Age range 50-69 is right
I was very interested to read the results from the pilot sites for
colorectal cancer screening1 as I developed the original plans2 for this
service for the UK National Screening Committee (UKNSC) in 1996, which the
pilots have been testing.
The plans were based on the previous experience
of the three large trials 3-5, adapted for a general UK population, to
provide for a sustainable national programme. I estimated that an
additional 60,000 colonoscopies would be required for a bi-annual faecal-
occult blood testing (FOBT) programme offered to all those aged 50 to 69
years- hence the current initiative to develop endoscopy training before
any bowel screening programme can be implemented.
Most of my predictions
have proved to be accurate, but I underestimated the pathology which would
be found in patients recalled for colonoscopy following positive FOBT,
which has meant that the time allowed for each endoscopy has had to be
Part of my brief from the UKNSC was to justify the age range, which
has now been piloted. Participants in the Minnesota study3 were aged 50-80
whilst those in the Danish4 and Nottingham5 studies were 45-74. However,
colorectal cancer is rare in those under 50, with only 5% of cases
diagnosed, and these may have genetic implications. About 50% of cases
occur in the age range 50-69 6. In the Nottingham trial uptake at initial
invitation was significantly lower both in those aged 45-49, (only 37%)

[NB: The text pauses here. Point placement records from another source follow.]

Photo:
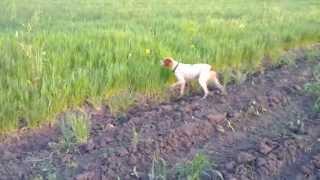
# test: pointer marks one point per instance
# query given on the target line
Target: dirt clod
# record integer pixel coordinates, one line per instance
(245, 157)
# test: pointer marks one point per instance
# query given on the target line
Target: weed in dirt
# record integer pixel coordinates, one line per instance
(53, 58)
(199, 167)
(313, 88)
(158, 169)
(75, 129)
(135, 138)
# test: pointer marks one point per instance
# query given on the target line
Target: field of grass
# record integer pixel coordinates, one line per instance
(55, 54)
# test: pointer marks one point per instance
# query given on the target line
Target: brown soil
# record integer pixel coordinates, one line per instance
(263, 129)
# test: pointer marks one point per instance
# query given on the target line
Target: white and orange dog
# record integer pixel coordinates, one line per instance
(187, 72)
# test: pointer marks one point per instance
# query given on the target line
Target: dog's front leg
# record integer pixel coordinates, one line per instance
(174, 85)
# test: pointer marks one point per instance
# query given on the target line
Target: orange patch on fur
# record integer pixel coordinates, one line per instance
(167, 62)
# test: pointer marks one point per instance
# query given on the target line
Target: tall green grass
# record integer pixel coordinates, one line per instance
(56, 54)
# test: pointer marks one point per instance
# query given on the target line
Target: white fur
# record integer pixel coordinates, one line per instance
(188, 72)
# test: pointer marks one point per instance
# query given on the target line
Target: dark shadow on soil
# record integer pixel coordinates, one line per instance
(263, 129)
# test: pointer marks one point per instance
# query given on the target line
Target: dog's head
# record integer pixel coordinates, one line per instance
(167, 62)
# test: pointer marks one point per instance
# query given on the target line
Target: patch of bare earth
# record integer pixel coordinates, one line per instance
(263, 129)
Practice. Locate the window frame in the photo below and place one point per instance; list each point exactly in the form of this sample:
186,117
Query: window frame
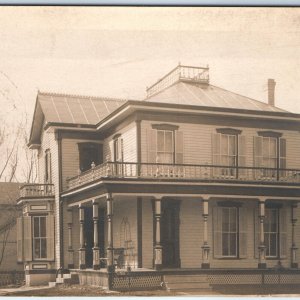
39,237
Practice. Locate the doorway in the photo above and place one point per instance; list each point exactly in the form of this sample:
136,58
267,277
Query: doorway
89,234
170,233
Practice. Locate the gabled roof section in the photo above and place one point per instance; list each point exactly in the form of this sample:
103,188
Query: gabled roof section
69,110
208,95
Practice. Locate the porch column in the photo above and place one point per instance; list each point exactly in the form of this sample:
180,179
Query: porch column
262,248
81,238
205,247
110,244
70,247
157,246
294,248
96,255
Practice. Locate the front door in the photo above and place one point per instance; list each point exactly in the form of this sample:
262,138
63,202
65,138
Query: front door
170,233
89,234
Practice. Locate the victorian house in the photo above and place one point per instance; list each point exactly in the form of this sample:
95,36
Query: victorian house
194,181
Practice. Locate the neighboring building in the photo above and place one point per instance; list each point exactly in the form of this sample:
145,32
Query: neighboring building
9,194
192,180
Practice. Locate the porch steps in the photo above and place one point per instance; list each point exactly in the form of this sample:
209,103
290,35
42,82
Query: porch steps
71,278
187,283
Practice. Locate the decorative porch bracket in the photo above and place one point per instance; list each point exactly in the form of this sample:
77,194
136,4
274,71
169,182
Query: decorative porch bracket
82,264
294,263
157,247
205,248
110,244
96,254
262,248
70,247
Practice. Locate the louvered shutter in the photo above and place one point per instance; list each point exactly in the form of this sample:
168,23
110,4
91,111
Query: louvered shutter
179,147
20,239
282,157
217,227
242,154
258,155
27,238
151,140
50,237
256,233
283,232
216,154
243,232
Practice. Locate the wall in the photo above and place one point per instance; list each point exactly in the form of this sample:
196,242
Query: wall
191,236
198,140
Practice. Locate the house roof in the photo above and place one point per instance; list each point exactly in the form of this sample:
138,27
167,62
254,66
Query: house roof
76,109
9,192
208,95
70,110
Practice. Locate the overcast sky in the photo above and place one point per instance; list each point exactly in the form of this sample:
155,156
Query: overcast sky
117,52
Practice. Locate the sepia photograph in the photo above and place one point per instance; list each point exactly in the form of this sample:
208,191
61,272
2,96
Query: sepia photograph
149,151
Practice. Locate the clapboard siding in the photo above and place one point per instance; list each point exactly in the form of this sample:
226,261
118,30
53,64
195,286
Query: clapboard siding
198,143
126,209
191,233
128,134
147,229
48,141
70,158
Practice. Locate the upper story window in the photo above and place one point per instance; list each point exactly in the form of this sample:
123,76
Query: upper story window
39,237
165,144
48,177
230,231
89,153
228,149
269,153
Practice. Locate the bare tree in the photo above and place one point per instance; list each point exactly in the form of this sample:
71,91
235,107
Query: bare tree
8,219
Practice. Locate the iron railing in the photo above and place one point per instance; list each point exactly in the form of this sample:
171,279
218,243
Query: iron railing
184,172
37,190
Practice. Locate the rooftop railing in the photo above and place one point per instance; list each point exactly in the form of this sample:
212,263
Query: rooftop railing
37,190
184,172
184,73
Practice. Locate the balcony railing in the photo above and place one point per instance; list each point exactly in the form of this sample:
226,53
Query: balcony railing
184,172
37,190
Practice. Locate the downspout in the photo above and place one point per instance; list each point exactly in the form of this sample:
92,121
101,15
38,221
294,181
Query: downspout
60,207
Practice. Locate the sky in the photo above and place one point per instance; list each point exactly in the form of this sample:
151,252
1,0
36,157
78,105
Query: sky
119,51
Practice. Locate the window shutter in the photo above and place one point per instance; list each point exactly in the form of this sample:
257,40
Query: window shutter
20,239
216,154
256,233
283,232
242,154
27,238
258,153
179,147
282,156
50,237
243,229
217,226
151,139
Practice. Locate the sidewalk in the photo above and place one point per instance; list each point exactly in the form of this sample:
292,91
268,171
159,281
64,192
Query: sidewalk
7,291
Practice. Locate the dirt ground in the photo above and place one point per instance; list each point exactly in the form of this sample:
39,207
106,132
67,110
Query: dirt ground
79,290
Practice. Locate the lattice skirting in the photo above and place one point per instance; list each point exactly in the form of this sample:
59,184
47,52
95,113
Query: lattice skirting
136,281
11,277
254,279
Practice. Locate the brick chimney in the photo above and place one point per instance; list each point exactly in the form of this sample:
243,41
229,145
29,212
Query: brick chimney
271,92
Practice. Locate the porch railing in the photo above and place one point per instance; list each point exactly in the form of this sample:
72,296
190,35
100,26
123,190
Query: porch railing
184,171
37,190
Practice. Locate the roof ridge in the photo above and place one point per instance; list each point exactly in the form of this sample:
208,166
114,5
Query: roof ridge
248,97
82,96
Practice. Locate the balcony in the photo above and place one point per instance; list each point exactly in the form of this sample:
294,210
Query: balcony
127,170
37,191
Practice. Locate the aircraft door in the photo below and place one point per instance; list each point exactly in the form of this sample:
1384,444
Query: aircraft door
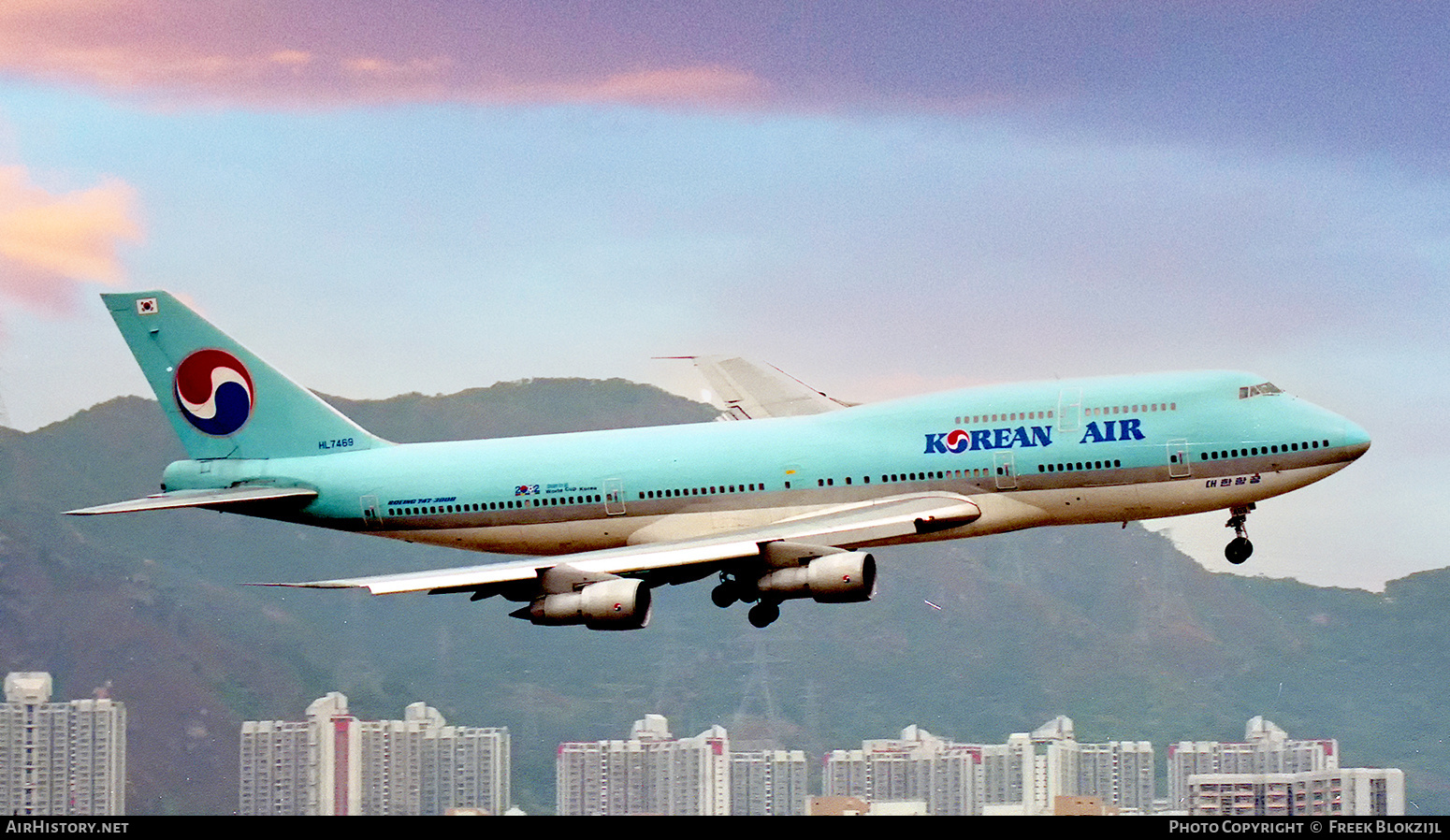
371,518
1069,410
615,497
1005,471
1179,465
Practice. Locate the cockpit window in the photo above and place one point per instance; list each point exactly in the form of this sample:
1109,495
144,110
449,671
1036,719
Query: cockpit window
1257,389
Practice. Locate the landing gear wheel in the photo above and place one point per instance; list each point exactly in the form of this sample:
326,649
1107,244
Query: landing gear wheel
763,614
724,595
1239,549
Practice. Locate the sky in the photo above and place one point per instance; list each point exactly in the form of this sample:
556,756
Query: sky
880,199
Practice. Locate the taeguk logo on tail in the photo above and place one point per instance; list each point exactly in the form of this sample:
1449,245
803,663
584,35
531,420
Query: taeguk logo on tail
215,392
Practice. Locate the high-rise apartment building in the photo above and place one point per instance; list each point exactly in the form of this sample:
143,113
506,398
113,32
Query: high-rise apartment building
1339,792
767,784
1265,749
650,774
60,758
1031,771
334,763
915,768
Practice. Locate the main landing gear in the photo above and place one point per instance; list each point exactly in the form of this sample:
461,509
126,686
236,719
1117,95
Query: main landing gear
730,591
1239,549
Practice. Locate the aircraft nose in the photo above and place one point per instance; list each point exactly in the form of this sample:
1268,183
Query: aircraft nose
1356,440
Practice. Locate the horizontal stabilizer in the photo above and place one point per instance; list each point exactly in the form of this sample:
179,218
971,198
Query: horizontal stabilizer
219,498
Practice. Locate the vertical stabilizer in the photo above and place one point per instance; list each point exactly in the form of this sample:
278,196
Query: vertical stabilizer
222,400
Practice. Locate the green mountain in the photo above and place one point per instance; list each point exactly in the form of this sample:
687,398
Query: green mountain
1109,626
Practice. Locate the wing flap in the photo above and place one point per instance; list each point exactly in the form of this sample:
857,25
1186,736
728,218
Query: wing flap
834,527
218,498
754,390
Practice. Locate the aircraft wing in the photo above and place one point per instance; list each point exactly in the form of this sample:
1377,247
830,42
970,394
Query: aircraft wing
221,498
857,524
754,390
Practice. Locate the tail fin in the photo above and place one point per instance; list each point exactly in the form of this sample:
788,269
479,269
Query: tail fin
222,400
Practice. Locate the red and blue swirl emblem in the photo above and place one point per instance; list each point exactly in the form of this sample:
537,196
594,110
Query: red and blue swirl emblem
215,392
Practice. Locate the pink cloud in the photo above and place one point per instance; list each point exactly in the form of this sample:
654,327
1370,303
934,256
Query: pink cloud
50,242
337,54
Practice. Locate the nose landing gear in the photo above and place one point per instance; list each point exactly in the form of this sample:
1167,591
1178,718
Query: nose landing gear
1239,549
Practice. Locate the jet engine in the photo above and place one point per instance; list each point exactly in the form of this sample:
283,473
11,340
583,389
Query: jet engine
840,578
615,603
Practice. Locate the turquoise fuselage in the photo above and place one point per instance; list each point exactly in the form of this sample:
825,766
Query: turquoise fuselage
1044,453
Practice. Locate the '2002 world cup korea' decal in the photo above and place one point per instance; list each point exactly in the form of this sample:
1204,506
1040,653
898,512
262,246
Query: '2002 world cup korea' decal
215,392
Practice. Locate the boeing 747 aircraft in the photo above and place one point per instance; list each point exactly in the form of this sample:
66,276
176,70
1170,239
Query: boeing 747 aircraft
776,507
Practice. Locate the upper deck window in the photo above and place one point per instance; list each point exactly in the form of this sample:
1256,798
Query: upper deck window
1257,389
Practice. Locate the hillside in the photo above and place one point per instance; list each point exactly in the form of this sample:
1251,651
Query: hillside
1112,627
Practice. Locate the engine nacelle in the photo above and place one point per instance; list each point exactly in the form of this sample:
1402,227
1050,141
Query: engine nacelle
618,603
841,578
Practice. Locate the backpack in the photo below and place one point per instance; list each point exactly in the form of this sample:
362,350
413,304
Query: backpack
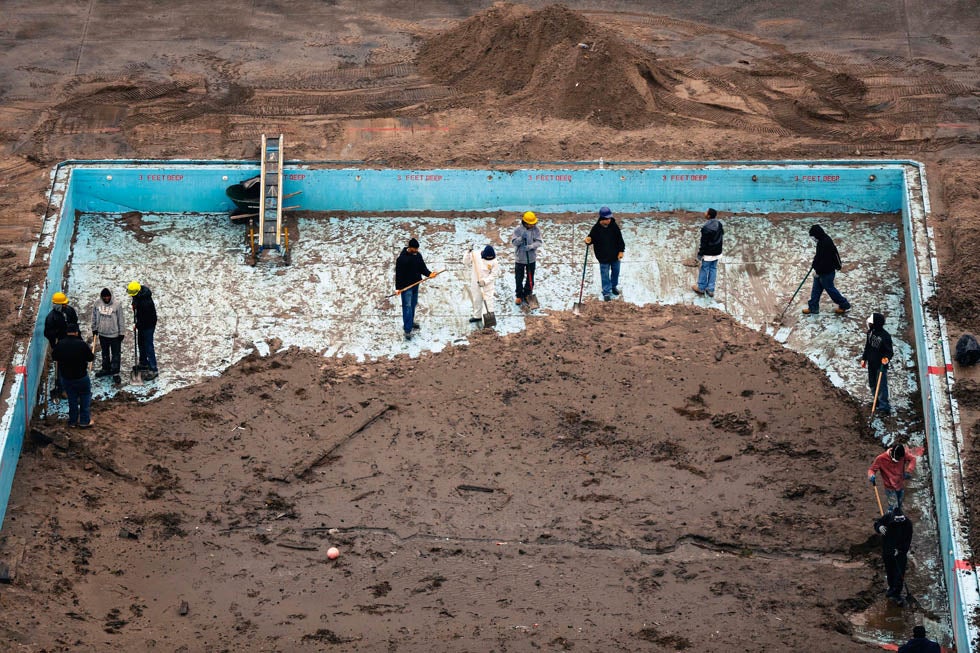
967,350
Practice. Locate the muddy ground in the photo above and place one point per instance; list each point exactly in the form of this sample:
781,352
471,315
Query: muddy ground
634,478
648,490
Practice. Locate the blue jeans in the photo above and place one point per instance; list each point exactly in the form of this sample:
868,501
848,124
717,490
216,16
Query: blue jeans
79,393
823,282
894,498
609,273
707,275
148,357
410,299
883,390
523,279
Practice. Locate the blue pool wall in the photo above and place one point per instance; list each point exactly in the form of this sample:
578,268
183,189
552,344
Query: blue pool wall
741,187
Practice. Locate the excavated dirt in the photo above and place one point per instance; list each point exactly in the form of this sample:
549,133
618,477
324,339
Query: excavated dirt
595,483
654,479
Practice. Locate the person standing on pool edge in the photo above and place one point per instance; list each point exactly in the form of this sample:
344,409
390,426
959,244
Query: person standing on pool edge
144,324
526,241
826,263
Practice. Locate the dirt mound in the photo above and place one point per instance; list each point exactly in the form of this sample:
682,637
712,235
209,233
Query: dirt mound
553,62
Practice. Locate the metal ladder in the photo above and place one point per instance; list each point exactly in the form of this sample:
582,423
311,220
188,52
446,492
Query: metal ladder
270,196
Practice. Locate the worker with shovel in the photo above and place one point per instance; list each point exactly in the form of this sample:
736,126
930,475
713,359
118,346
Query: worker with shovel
144,324
877,352
485,269
526,241
826,263
895,466
410,271
109,325
608,247
73,356
896,540
56,328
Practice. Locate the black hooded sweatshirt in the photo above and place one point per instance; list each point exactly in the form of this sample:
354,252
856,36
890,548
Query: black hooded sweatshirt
878,344
144,310
409,268
607,242
827,258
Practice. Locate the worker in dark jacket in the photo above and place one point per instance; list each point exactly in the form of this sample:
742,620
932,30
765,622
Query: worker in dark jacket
410,270
608,247
826,263
877,353
709,251
144,324
73,356
896,540
919,643
55,328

and in those aged over 70 (48%) than in the 50-69 age group (55%). The
mortality benefit was divided into two age groups. It was 19% better for
those under 65 at the start of the study but only a non-significant 10%
better for those 65 or over, giving the quoted 15% overall figure. I
therefore recommended an age range of 50-69 based on these results and the
experience of the NHS Breast Screening Programme, where an age upper limit
of 64 had proved too low7.
The authors now suggest that we should go back to the Danish trial and
invite up to age 74, since the incidence continues to increase with age.
This argument ignores the natural history of colorectal cancer in the
context of an established national screening programme, which would
provide benefit by both primary and secondary prevention, through the
removal of precancerous lesions during colonoscopy as well as the
detection of invasive disease. As with screening for cervical cancer the
risk would be lower in those who had already been screened several times
before their 70th birthdays. The clinical and cost effectiveness of
continuing beyond this age would be decreased and it would be possible to
do more harm than good.
1. UK Colorectal Cancer Screening Pilot Group. Results of the first
round of a demonstration pilot of screening for colorectal cancer in the
United Kingdom. BMJ 2004;329:133-5.
2. Garvican L. Planning for a possible National Colorectal Cancer
Screening Programme. J Med Screen 1998;5:187-94.
3. Mandel JS, Bard JH, Church TR, Snover DC, Bradley GM, Schuman LM &
Ederer F for the Minnesota Colon Cancer Control Study. Reducing Mortality
from Colorectal Cancer by Screening for Faecal Occult Blood. N.Eng.J.Med.
4. Kronborg O, Fenger C, Olsen J, Jorgensen OD, Sandergaard O. Randomised
study of screening for colorectal cancer with faecal occult blood test.
5. Hardcastle JD, Camberlain JO, Robinson MHE, Moss SM, Amar SA, Balfour
TW, James PD, Mangham CM. Randomised controlled trial of faecal occult
blood screening for colorectal cancer. Lancet 1996;348:1472-7.
6. Lieberman D, Sleisenger MH. Is it time to recommend screening for
colorectal cancer? (Commentary) Lancet 1996;348:1463-4
7. Moss S, Brown J, Garvican L, Coleman DA, Johns L, Blanks RG et al.
Routine breast screening for women aged 65-69: Three year results from
evaluation of the demonstration sites. Br J Cancer 2001; 85:1289-94.